Is this something we can get QA to test/verify to get progress on this?

Comment 21

[Martijn Wargers (dead)]

It's still crashing for me, after clicking a few alerts away, using:
Mozilla/5.0 (Windows; U; Windows NT 5.1; en-US; rv:1.9a9pre) Gecko/2007092605 Minefield/3.0a9pre

http://crash-stats.mozilla.com/report/index/ef782e26-6d3c-11dc-855f-001a4bd43ef6
0  	nsTextFragment::CharAt(int)  	 nsTextFragment.h:185
1 	HasTerminalNewline 	mozilla/layout/generic/nsTextFrameThebes.cpp:1054
2 	nsTextFrame::HasTerminalNewline() 	mozilla/layout/generic/nsTextFrameThebes.cpp:5824
3 	ShouldPutNextSiblingOnNewLine 	mozilla/layout/generic/nsBlockFrame.cpp:4756
4 	nsBlockFrame::AddFrames(nsIFrame*, nsIFrame*) 	mozilla/layout/generic/nsBlockFrame.cpp:4854
5 	nsBlockFrame::AppendFrames(nsIAtom*, nsIFrame*) 	mozilla/layout/generic/nsBlockFrame.cpp:4691
6 	nsCSSFrameConstructor::AppendFrames(nsFrameConstructorState&, nsIContent*, nsIFrame*, nsFrameItems&, nsIFrame*) 	mozilla/layout/base/nsCSSFrameConstructor.cpp:8039
7 	nsCSSFrameConstructor::ContentAppended(nsIContent*, int) 	mozilla/layout/base/nsCSSFrameConstructor.cpp:8714
etc..

Comment 22

[Robert O'Callahan (:roc) (email my personal email if necessary)]

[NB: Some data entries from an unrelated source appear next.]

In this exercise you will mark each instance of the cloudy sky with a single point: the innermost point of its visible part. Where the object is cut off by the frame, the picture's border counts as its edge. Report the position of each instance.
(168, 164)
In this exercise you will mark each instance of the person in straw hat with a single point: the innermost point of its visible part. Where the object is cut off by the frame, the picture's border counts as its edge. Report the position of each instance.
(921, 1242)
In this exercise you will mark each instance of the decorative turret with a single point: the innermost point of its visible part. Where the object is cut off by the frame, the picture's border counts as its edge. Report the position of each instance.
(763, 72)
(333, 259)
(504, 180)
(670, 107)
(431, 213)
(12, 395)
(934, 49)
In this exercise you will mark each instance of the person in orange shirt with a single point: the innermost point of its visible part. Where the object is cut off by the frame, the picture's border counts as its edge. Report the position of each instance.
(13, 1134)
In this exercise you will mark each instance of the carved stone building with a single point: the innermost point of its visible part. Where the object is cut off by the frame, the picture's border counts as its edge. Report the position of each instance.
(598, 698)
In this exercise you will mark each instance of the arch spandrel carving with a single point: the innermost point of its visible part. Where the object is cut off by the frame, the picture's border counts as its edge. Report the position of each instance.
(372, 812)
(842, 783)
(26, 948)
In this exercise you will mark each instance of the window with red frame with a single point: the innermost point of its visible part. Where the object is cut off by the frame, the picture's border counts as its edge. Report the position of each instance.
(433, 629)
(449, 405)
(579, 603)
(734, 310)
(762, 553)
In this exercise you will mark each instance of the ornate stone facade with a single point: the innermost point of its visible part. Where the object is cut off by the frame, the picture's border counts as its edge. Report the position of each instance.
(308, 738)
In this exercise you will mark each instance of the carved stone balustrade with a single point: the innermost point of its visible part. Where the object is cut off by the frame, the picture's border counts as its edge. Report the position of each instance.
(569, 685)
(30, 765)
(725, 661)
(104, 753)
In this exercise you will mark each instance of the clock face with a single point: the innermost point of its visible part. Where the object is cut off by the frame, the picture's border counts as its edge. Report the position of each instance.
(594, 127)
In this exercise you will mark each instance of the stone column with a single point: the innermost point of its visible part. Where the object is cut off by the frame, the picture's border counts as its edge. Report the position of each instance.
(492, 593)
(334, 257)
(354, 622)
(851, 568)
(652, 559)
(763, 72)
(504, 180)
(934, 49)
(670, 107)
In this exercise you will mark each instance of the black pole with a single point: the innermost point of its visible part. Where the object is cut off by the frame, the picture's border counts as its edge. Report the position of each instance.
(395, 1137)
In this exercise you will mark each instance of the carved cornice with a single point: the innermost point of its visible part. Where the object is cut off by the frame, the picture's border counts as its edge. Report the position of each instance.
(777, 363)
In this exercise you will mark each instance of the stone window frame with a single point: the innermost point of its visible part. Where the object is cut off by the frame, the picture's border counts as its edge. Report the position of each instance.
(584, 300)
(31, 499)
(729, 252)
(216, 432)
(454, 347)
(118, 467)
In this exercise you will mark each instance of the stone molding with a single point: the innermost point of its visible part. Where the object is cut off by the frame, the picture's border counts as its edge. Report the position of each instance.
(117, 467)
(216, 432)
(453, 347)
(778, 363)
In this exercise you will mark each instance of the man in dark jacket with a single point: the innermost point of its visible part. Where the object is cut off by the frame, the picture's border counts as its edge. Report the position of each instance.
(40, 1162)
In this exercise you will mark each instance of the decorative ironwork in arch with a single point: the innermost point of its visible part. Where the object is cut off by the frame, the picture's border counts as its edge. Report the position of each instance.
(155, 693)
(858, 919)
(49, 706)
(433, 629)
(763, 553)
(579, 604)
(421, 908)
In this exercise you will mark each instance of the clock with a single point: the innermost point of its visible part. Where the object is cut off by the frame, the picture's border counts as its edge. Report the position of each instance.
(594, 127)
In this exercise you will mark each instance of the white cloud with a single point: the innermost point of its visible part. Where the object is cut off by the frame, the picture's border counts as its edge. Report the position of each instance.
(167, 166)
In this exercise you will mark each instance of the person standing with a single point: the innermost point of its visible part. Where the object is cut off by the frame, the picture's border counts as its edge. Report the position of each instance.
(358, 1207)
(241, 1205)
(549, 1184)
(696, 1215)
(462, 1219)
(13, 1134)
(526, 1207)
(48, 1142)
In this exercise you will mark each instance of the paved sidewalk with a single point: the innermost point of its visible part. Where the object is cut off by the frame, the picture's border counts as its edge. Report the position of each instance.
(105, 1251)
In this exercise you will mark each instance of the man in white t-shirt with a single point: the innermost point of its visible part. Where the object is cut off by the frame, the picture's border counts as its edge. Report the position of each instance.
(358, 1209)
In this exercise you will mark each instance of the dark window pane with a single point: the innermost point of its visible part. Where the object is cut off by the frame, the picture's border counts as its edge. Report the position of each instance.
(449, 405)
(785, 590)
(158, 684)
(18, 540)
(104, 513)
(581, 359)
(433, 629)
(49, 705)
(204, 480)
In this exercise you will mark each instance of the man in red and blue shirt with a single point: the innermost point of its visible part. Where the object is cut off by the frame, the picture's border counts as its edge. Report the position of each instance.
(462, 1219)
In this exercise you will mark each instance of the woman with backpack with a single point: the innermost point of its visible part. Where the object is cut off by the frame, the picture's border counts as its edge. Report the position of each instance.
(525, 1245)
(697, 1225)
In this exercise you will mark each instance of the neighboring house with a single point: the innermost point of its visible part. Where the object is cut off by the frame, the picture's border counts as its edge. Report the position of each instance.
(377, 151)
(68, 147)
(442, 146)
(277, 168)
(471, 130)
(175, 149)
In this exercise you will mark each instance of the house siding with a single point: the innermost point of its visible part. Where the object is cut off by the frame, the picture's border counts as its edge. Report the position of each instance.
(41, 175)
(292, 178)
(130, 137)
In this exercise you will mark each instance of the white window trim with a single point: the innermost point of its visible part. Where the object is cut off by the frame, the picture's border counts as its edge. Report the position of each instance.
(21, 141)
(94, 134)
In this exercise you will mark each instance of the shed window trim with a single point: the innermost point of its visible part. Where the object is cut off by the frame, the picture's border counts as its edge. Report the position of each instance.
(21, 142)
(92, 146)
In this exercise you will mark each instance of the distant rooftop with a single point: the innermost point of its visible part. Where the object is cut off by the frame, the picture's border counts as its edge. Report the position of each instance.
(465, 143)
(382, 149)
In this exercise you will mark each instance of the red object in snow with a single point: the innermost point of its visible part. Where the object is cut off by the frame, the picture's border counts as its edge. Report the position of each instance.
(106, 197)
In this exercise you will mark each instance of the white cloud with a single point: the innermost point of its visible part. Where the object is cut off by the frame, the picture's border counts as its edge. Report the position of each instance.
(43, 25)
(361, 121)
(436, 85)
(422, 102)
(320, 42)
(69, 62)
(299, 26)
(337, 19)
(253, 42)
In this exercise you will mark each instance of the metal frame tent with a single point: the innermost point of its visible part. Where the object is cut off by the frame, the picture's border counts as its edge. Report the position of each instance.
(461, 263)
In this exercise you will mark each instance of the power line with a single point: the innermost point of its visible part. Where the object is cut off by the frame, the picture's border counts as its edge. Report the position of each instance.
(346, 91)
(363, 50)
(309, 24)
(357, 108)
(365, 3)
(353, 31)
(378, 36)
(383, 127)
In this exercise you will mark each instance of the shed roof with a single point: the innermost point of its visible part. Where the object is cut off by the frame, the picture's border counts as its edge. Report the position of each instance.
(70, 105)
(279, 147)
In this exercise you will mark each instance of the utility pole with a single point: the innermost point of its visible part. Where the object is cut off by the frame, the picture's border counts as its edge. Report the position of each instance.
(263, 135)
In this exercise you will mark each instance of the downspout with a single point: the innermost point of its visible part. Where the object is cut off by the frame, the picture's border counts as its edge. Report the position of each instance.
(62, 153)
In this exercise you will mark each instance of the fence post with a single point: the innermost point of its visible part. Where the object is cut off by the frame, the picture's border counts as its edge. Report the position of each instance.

On Mac, latest trunk, I don't crash. It's kinda hard to see what's going on because the window becomes super-wide, but alerts keep popping up (after a while I can't see them, but I can dismiss them with the keyboard) and eventually the page stops loading or doing anything. Then I can quit the browser. There are assertions about bad widths and stuff, and the window looks garbled, but nothing dangerous-looking.